Eccoli i “piccoli tedofori” della Scuola dell’infanzia Penati, pronti a sfidare le intemperie per andare ad accogliere la Fiaccola olimpica con i loro bellissimi striscioni e le loro fiaccole portate con orgoglio!

Il cancello della Scuola San Mauro è un bell’esempio dell’entusiasmo che ha accompagnato i nostri bambini in questi ultimi giorni nel dedicarsi all’allestimento degli spazi scolastici.

E poi ci sono state le gare vere e proprie come quelle che hanno affrontato i bambini di una classe quarta con le Olimpiadi della Matematica.
Il tutto accompagnato dalle bellissime torce e dai cerchi olimpici creati dai bambini.
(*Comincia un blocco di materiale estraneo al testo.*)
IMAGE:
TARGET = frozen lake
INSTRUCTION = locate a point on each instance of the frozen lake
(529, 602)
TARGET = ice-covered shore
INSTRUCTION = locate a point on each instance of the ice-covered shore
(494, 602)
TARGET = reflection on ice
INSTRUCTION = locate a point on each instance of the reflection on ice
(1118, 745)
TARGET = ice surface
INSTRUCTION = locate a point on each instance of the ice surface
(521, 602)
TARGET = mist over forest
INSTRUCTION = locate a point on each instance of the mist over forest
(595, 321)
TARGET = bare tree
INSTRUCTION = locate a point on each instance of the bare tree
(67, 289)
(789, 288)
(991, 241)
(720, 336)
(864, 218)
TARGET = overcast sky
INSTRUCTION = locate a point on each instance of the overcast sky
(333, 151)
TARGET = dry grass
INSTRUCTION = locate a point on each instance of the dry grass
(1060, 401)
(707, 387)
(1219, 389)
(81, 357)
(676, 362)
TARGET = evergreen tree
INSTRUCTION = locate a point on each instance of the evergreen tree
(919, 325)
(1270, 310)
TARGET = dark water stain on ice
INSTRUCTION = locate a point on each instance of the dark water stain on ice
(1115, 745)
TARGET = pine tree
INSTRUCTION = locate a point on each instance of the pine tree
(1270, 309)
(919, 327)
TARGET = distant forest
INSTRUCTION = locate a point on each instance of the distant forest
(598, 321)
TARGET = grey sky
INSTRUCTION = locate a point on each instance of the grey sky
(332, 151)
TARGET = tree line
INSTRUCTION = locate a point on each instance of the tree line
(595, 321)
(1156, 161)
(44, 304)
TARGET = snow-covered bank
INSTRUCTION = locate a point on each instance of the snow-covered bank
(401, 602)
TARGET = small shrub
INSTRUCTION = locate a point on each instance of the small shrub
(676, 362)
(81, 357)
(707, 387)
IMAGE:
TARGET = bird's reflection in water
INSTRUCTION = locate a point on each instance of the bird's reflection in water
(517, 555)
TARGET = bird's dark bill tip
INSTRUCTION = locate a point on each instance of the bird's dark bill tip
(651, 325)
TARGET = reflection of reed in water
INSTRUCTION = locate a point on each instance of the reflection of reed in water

I nostri bambini, nonostante la pioggia, sono stati presenti anche all’arrivo della Fiamma Olimpica in città. I cartelloni da loro preparati sono stati molto apprezzati ed hanno ricevuto tanti complimenti per l’impegno e la creatività.
Grazie all’Associazione Genitori della San Mauro che ha partecipato e immortalato questi bei momenti.
C’è un’emozione che non si può spiegare solo a parole, ma che si leggeva chiaramente negli occhi di tutti gli studenti: è l’emozione del “fuoco” che unisce il mondo. In occasione del passaggio della fiaccola olimpica per le strade di Lissone, la nostra scuola, il Plesso Moro, si è trasformata in un vero laboratorio di creatività e sportività.
Il cuore della nostra accoglienza è stato un grande striscione colorato che recitava una frase bellissima:
“Dove passa la fiaccola, nascono i sogni!”
Questa frase ci ha ricordato che le Olimpiadi non sono solo una competizione sportiva per stabilire chi è il più veloce o il più forte, ma sono un simbolo di pace, amicizia e della determinazione necessaria per inseguire i propri desideri.
Per prepararsi all’evento, nelle classi si è respirata un’aria di grande fermento. Armati di forbici, pennarelli e tanta fantasia, abbiamo realizzato: Ghirlande di bandierine: che ora decorano i nostri corridoi e soffitti, con i simboli degli sport invernali e i leggendari cinque cerchi; Disegni della torcia: ogni studente ha dato la propria interpretazione della fiamma, usando colori vivaci per rappresentare l’energia del fuoco olimpico. I bambini di classe prima A hanno realizzato delle mascherine e alcuni di loro con i genitori, si sono ritrovati con le maestre in via Trieste ad aspettare e vedere passare la fiamma Olimpica.

Vedere la fiaccola passare per la nostra città ci ha fatto sentire parte di qualcosa di molto più grande. È stato un momento di unione per tutta Lissone e, soprattutto, per noi ragazzi. Abbiamo imparato che ogni grande traguardo inizia con un piccolo passo (o una piccola scintilla) e che, proprio come i tedofori si passano la torcia, anche noi dobbiamo imparare a collaborare e a sostenerci a vicenda nelle sfide di ogni giorno.
Il fuoco è passato, ma l’entusiasmo resta tra i banchi di scuola. Ora tocca a noi mantenere accesa quella “fiamma” dei sogni nei nostri studi e nei nostri sport!